One Molecular Twist Away From Breaking Bad

One Molecular Twist Away From Breaking Bad
Chemistry's greatest plot twist! The meme shows how the active ingredient in Vicks Vapor Inhaler and methamphetamine are structural isomers - literally mirror images of each other with just one tiny stereochemical difference. That little wedge vs. dash notation (showing the 3D orientation) is the only thing separating your grandma's cold medicine from Breaking Bad territory. The suspicious eyebrow raise perfectly captures what happens when organic chemistry students realize how many legal medications are just one tiny molecular tweak away from controlled substances. Pharmaceutical companies walking that fine chemical line!

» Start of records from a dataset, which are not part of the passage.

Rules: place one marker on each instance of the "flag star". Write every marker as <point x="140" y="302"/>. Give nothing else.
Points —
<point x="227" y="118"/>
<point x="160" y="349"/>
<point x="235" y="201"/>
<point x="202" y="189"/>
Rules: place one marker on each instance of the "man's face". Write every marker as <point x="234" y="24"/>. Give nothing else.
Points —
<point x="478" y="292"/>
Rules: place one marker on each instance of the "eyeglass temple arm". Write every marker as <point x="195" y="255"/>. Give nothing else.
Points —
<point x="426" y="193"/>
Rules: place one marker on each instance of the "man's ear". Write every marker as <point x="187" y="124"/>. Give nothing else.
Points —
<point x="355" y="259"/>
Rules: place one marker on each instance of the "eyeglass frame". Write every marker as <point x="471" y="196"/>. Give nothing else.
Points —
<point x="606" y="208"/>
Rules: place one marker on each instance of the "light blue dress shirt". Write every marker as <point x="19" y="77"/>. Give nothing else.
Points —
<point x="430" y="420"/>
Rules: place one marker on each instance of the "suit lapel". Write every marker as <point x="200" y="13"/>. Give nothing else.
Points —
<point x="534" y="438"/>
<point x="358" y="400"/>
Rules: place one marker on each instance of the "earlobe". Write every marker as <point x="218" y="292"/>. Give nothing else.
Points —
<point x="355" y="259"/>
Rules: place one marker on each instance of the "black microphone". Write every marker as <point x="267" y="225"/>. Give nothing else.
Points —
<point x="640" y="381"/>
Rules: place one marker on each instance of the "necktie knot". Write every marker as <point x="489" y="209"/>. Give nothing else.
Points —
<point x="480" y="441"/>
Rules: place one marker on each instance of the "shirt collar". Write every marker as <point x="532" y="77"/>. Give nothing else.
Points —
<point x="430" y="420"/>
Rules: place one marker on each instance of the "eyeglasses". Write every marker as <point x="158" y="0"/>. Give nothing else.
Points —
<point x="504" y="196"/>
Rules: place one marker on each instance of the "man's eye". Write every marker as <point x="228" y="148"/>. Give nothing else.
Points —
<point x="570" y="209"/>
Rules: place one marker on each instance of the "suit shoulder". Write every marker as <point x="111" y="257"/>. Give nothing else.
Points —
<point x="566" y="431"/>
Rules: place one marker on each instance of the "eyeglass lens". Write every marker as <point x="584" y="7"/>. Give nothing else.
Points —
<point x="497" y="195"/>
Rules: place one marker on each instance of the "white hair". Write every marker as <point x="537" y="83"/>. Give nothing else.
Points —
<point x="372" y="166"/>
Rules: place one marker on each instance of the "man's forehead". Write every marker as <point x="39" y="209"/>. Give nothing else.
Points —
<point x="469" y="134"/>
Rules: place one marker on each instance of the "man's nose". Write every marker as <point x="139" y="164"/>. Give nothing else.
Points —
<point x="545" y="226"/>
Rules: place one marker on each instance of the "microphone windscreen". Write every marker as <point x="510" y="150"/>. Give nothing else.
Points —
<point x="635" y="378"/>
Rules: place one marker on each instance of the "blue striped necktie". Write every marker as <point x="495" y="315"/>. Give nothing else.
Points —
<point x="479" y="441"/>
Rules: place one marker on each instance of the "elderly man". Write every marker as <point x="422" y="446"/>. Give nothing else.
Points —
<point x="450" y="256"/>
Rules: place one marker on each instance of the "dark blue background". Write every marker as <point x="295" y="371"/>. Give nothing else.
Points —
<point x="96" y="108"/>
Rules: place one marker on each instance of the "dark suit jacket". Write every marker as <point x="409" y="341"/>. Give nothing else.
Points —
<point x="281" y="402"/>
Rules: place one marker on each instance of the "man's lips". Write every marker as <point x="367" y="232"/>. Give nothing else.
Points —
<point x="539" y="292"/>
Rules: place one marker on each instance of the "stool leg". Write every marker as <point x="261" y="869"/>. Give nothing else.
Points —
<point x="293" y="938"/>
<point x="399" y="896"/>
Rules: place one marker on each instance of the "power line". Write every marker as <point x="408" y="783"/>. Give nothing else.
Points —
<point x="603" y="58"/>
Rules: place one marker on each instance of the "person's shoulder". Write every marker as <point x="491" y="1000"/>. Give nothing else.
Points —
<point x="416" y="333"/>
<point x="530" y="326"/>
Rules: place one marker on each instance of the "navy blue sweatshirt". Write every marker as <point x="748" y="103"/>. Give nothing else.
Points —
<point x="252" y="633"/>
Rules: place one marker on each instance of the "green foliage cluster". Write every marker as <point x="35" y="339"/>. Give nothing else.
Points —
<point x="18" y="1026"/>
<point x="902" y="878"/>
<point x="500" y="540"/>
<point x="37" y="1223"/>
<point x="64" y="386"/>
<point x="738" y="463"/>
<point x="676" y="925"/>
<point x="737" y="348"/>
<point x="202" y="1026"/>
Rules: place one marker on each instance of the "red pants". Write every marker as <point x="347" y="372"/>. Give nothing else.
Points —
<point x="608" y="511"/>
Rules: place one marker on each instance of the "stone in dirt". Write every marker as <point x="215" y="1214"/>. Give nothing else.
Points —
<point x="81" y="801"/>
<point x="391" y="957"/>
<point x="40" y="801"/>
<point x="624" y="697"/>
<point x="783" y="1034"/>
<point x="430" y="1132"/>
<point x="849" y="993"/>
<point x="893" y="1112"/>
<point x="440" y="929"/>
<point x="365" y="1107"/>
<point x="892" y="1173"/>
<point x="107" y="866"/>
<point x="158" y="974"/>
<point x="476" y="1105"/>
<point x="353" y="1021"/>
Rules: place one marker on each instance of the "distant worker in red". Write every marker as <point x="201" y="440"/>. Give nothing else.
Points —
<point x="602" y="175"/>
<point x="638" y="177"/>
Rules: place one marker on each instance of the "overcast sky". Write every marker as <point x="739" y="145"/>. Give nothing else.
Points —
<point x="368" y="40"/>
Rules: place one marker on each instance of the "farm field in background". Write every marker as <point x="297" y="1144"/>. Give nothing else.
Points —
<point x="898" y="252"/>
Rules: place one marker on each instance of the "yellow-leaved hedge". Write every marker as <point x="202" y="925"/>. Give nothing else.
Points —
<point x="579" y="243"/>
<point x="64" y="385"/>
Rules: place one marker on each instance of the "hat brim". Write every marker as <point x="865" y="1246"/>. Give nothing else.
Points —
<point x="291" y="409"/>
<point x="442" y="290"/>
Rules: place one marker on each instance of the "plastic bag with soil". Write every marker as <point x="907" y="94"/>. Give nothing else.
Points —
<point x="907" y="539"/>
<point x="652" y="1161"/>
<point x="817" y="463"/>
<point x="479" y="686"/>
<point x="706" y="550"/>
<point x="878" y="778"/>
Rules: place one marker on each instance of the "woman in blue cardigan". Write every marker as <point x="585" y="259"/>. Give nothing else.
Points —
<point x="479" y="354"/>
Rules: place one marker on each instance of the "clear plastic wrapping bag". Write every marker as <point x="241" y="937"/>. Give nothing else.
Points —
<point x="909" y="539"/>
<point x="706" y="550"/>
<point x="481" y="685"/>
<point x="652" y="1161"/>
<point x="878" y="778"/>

When Chemists Try Emotional Support

When Chemists Try Emotional Support
Chemistry nerds unite! The brilliance here is the play on "positive" and "negative" ions! When someone says "turn sadness into something positive," a chemist doesn't think about emotions—they think about removing electrons ! By putting the sad statement in absolute value symbols |I'M SAD|, it becomes mathematically positive while remaining emotionally negative. It's basically what happens when you try to comfort a scientist who's too deep in their field. Their brain is permanently rewired for formulas instead of feelings! 🧪

Welcome To Organic Chemistry: Where Nightmares Come True

Welcome To Organic Chemistry: Where Nightmares Come True
Welcome to the fever dream that is organic chemistry! This meme perfectly captures the existential crisis of every o-chem student. From "cool shapes" (cycloalkanes that haunt your dreams) to "alcohol recipes" (where water + ethene somehow equals your weekend plans), this is chemistry at its most unhinged. The "100%+ yields" bit is pure fantasy—like claiming you've discovered a perpetual motion machine but for molecules. Then there's the Heck reaction labeled as "oh Heck what's this?!?!?!?!" which is exactly what you'll scream during your final exam. And let's not forget the Breaking Bad reference with "Bad bois" next to actual chloroform—because nothing says "I understand chemistry" like knowing how to make both legal compounds and... questionable ones. Kekulé (who dreamed up benzene's structure after hallucinating a snake eating its tail) would be proud of this beautiful chemical chaos. Or he'd prescribe everyone lithium. Hard to say.

When Your Chemistry Hobby Meets Breaking Bad Fans

When Your Chemistry Hobby Meets Breaking Bad Fans
Casually mentioning you study chemistry is like opening Pandora's box of illegal substance requests. One minute you're discussing orbital hybridization, the next someone's asking if you can synthesize methylamphetamine with a special blue tint. Breaking Bad has ruined innocent chemistry conversations forever. Now I just tell people I study "molecular interactions" and mysteriously change the subject when they ask for specifics.

When The Lab Results Are Worse Than Expected

When The Lab Results Are Worse Than Expected
The perfect storm of dark humor: a somber chemistry teacher, a Breaking Bad reference, and the internet's inability to read a room. This meme brilliantly captures that moment when pop culture references trump basic human empathy. The "let him cook" comment isn't about culinary skills—it's suggesting our unfortunate educator should follow Walter White's footsteps into methamphetamine production. Because apparently career change suggestions are totally appropriate when someone receives devastating health news. Stay classy, internet.

Lightning McSpeed: Chemical Synthesis Edition

Lightning McSpeed: Chemical Synthesis Edition
Lightning McQueen just got a whole new origin story! This chemistry reaction shows phenylacetone and methylamine forming an imine intermediate, which after reduction gives us... speed personified! What we're actually seeing is the synthesis pathway for methamphetamine (hence the "I am speed" caption), cleverly disguised as everyone's favorite Pixar race car. Breaking Bad meets Cars in the most illegal crossover event in chemistry. The DEA would like to know your location.